Hace seis años que fui víctima del robo de identidad y ello coincidió con la primera vez que sometí mis impuestos en la ciudad de Nueva York. El IRS (Internal Revenue Services por sus siglas en inglés) me lo notificó a través de una carta que decía que otra Cecilia había recibido más de 30,000 dólares en reintegro. Ahí comenzó mi vía crucis con el IRS y las consecuencias de haber perdido algo tan intangible pero cuantificable como es, al parecer la propia identidad.

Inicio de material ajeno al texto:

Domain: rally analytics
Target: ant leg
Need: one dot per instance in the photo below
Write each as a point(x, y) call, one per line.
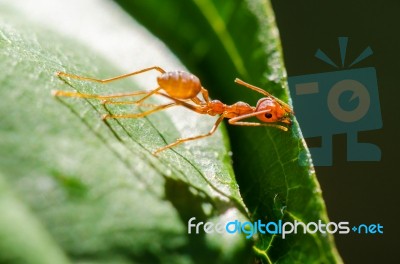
point(143, 114)
point(204, 92)
point(234, 121)
point(182, 140)
point(96, 96)
point(155, 91)
point(63, 74)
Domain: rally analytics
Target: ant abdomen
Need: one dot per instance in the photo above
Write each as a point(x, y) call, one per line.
point(180, 85)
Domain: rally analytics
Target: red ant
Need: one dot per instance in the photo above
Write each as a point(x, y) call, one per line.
point(183, 89)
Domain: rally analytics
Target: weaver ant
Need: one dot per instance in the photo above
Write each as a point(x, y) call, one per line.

Lo primero que tuve que hacer fue llamar a las tres principales agencias de crédito, Transunion, Equifax Experian, para asegurarme de que nadie hubiera sacado un carro o una hipoteca a mi nombre. El segundo paso fue hacer una querella en el cuartel de la policía. Cuando el policía me preguntó el delito, experimenté cierta confusión y extrañamiento al tener que contestarle, “me han robado la identidad”. Luego tuve que acudir a los bancos, congelar el acceso a mis cuentas  y acostumbrarme a verificar mis estados de cuenta con más frecuencia para identificar posibles cargos fraudulentos en débito o crédito. Una misteriosa cuenta de Netflix Canada, así como pagos en Popeyes fueron algunas de las transacciones que tuve que notificarle al banco.

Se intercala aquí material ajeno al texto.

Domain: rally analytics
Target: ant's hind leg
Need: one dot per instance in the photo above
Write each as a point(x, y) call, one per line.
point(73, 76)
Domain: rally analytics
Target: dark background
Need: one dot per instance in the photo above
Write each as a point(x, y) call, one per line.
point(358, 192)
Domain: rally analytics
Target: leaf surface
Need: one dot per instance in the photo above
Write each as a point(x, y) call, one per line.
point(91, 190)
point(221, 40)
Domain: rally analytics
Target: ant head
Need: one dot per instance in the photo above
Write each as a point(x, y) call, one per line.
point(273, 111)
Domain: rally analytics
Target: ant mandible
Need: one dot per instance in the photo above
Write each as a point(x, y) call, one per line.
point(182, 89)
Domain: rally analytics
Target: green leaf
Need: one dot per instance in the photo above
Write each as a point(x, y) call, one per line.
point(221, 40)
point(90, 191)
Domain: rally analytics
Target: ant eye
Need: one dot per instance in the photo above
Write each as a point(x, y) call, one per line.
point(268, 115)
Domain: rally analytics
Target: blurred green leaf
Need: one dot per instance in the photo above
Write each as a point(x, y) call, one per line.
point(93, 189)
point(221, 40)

Recuerdo que la primera vez que hablé con la señora del IRS le pregunté sobre cuándo regresaría todo a la normalidad. Ella me contestó que nunca, que mi información ya había sido expuesta, que había salido afuera y que no había forma de volver a recuperarla. Your privacy is no longer possible and you just have to live with that—me dijo.

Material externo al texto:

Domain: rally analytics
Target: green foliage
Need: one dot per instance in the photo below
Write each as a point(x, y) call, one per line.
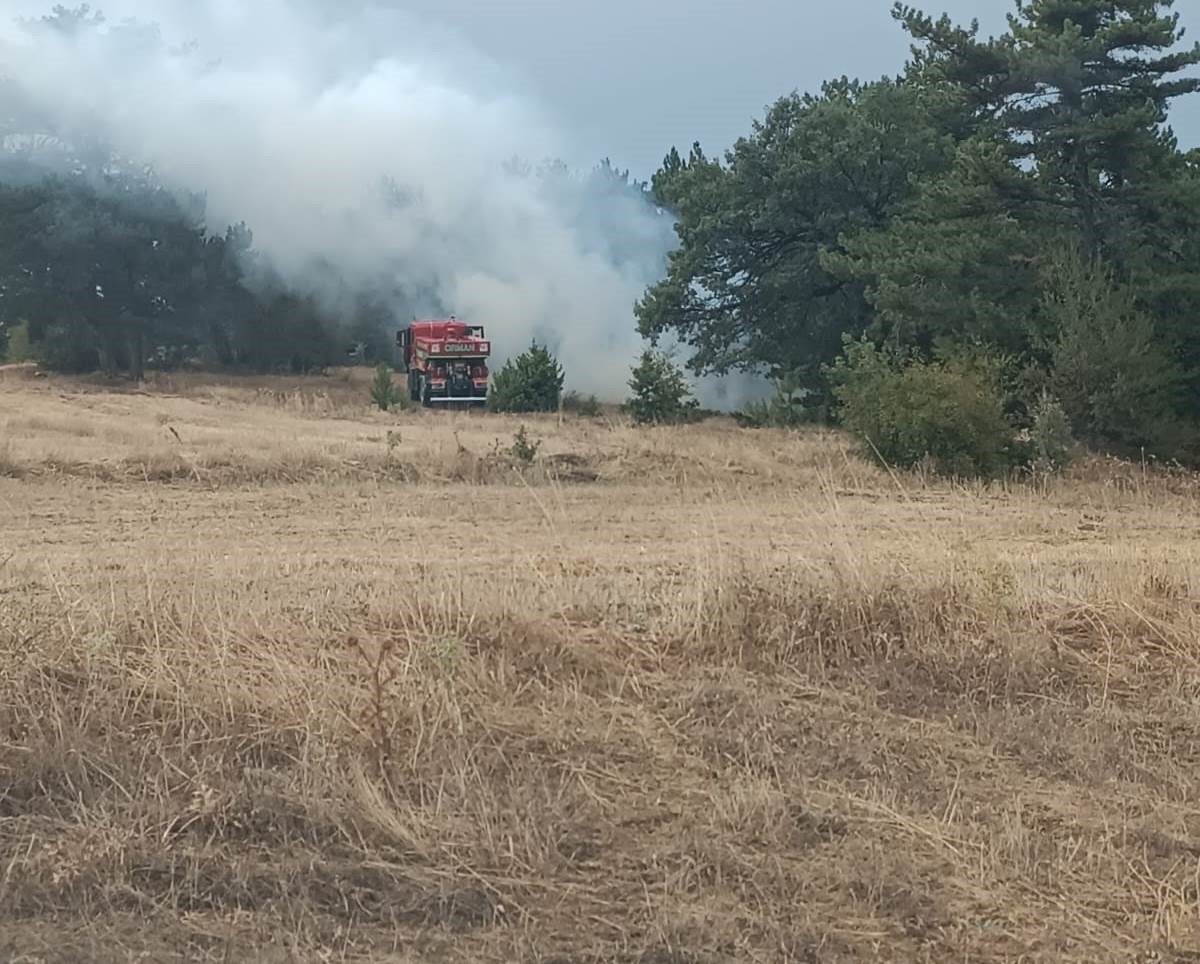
point(660, 393)
point(18, 347)
point(384, 391)
point(1113, 372)
point(747, 287)
point(948, 414)
point(523, 448)
point(587, 406)
point(531, 382)
point(1050, 437)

Al principio me alarmé. A diferencia de otros robos, el robo de identidad es un crimen del que uno nunca deja de ser víctima. Una vez cometido, todos los días te puede volver a suceder. Para mi sorpresa, no era la única. Varios amigos puertorriqueños, incluyendo la que era entonces mi roommate, sufrieron del mismo hurto.

Pero lo que más me incómoda del robo de mi identidad es su aparente virtualidad. Es decir, una identidad “de trámite” que se reduce a puñado de números y cifras que nada tienen que ver con lo que es uno.

Todos los años, durante este periodo de someter los taxes, recibo una llamada telefónica de IRS para confirmar mi identidad y poder recibir mi reintegro. El proceso requiere que conteste preguntas aleatorias y en ocasiones, difíciles de responder. En fin, el proceso acarrea ciertos malestares que se acentúan cuando siento que la persona que se encuentra al otro lado del teléfono duda de mí, de que soy yo, la única Cecilia Velázquez. Sentirse impostor de uno mismo.

Este año fue diferente. Por primera vez disfruté de mi conversación con el oficial del IRS. Contrario a las experiencias pasadas, éste fue paciente y amable. Incluso, en medio del diálogo se me escapó una palabra soez para los oídos formales. “Oficial, pero ¿usted me podrá verificar si ya alguien más utilizó mi información y toda la mier** esa?”. Inmediatamente le pedí disculpas. Algo en su tono de voz me había hecho sentir en confianza. “No te preocupes mija, que hoy es viernes y eso queda entre nosotros”—me dijo. Ahí comprendí que veníamos de la misma isla. Él de Bayamón y yo de San Juan. Pero a fin de cuentas, del mismo lugar que exhala la misma melodía.